Something that might interest you is that you can actually define an “optimal” hash function that provably has no bias.

f(x) = (ax + b mod p) mod 2^n

p is a prime larger than any message you want to hash. a and b are random natural numbers between zero and p and unique for each hash operation. n is the size of the hash in bits.

There is no way with this scheme that the choice of x can bias the result of f(x).

While this is a perfect hashing algorithm, if x is larger than just a few bytes, this calculation starts to have a serious performance penalty

This scheme is the hashing equivalent of the one-time pad and can be used to provide provably secure authentication.

Simon.

I haven’t encountered a situation where 70000 entries are stored in a hashtable yet. It boggles my imagination to think of a business rule that requires such.

It could be possible if it was a simulation. Are there any swarm or repast users out there that can confirm this?

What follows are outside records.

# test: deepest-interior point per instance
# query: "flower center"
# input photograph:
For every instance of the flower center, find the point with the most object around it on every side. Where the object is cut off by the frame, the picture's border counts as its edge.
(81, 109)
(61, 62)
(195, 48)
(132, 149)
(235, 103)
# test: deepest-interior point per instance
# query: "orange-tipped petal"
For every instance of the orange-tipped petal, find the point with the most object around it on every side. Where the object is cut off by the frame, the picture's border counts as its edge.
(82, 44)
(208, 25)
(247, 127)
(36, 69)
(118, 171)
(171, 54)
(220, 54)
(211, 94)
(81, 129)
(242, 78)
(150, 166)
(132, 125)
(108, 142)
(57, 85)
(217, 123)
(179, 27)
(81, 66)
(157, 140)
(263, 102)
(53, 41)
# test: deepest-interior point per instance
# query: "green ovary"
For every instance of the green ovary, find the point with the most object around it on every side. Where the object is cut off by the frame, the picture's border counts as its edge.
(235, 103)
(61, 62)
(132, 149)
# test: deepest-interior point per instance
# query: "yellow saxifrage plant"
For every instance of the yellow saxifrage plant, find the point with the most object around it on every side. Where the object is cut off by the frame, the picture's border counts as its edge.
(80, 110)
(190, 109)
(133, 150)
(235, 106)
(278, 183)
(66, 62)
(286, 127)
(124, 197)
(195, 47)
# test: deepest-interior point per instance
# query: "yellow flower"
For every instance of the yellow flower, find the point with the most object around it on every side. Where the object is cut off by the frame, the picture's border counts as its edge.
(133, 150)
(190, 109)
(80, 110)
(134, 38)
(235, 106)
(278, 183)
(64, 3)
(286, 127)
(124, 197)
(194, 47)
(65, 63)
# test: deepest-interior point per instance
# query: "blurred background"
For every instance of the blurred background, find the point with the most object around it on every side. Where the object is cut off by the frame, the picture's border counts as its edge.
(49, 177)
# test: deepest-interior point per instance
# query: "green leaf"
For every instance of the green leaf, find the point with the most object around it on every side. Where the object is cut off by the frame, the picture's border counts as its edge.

Uh, guys, the .NET hash table doesn’t use chaining. It’s a moot point whether you’d use a linked list or a sorted list (and if you’re going to go the memory-bloat route, why not use something even more efficient like another hash table or a btree?).

Almost every real-world hash table uses some form of re-hashing, and keeps its load factor below 50%. I know you CS types love to argue about this stuff, but the problem’s already been solved for 99% of plausible real-world scenarios. And if it doesn’t solve yours, then you probably need a more consistently-efficient data structure, like a tree or graph.